I spent more time than usual on the setup because I’m so impressed with it – credit to screenwriter Dario Poloni – BLACK DEATH starts out as a period men-on-a-mission flick, like last year’s CENTURION, but quickly descends into the nightmarish scenario of a ’70s film such as THE WICKER MAN.  Sure enough, THE WICKER MAN was a point of reference for Christopher Smith and his crew, but I’d argue that BLACK DEATH is the better movie, eve,n than that long-acknowledged classic of British cult cinema:  THE WICKER MAN has that horrific and haunting ending, but what precedes it is not nearly as memorable.  By comparison, BLACK DEATH is the more consistent (and consistently enjoyable) film, and the reason for that is the excellent character work done by Poloni and Smith and a thoroughly terrific cast.

Sean Bean’s character is the central figure of the film, depending on how you interpret the tale, he’s a determined man of faith or an all-too-recognizable monomaniac.  That’s not the first impression, by the way:  The first impression he gives is of very traditional heroic iconography.  Sean Bean is one of the more famous British actors – we know him best here in the States as Boromir from the LORD OF THE RINGS films, and he’s currently ripping it up in HBO’s Game Of Thrones series.  This guy does with a medieval tunic and cloak what Pam Anderson did for red bathing suits (well, not exactly that, but you get my point I hope).  You see Sean Bean all duded up in chain mail, and you start getting all optimistic, like BLACK DEATH is going to be a swashbuckling, somewhat smaller-budgeted FELLOWSHIP OF THE RING, without all the wizards and little people and pipe-smoking.

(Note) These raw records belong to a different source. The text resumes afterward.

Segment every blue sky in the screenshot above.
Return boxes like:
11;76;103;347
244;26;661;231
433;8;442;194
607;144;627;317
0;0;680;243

The first cue that suggests that this is a much different, far darker scenario is when we start meeting Ulric’s crew.  Outside of the dignified and level-headed Wolfstan (John Lynch, the terrific Irish actor from Richard Stanley’s HARDWARE), the men who Ulric commands are mercenaries at best and near-monsters at worst – there’s the vicious and uncouth Mold (Johnny Harris), the way-too-into-his-work and poorly-groomed torturer Dalywag (Andy Nyman), the grim and doom-eyed Griff (Jamie Ballard), the flippant and venal Swire (Emun Elliott, a doughy dead-ringer for Colin Farrell), and the mute, looks-exactly-like-Klaus-Kinski Ivo (Tygo Gernandt).  Seriously, I’m not sure where BLACK DEATH’s casting directors dug up a guy who looks that much like Klaus Kinski, but good work by those folks:  This is one surly-looking bunch.  And these are our heroes.

Add to that mix Eddie Redmayne as the supposedly naïve and unworldly Osmund.  Right from the beginning, due to the secret affair, he’s not the innocent all of the other characters would like to think he is.  Also, I hope this doesn’t sound mean, but he’s a strikingly odd-looking figure.  The performance is terrific, but almost from the start, Osmund, the audience identification figure in BLACK DEATH, isn’t quite right – in a quite perfect way.  We don’t really know which way Osmund is going to go, which is why the end of the film is so perfectly unexpected and uniquely unsettling.

I’m deliberately leaving out the last few key characters, including the formidable (and extremely lovely) Carice Van Houten from Paul Verhoeven’s BLACK BOOK and Tim McInnerney (previously from Smith’s own SEVERANCE) as suspicious members of the marsh-bound village that is Ulric and Osmund’s ultimate destination.  I don’t want to even identify which characters they play, because the less you know about BLACK DEATH going in, the more power it will have.  And I strongly urge you to see it.  BLACK DEATH deserves all kinds of accolades for its convincing production design, atmosphere, and period detail, and its cast is uniformly terrific.  Not for a moment do we doubt the realism of the world that Poloni has written and Smith has brought to screen, and that’s exactly what makes it so haunting and impossible to forget.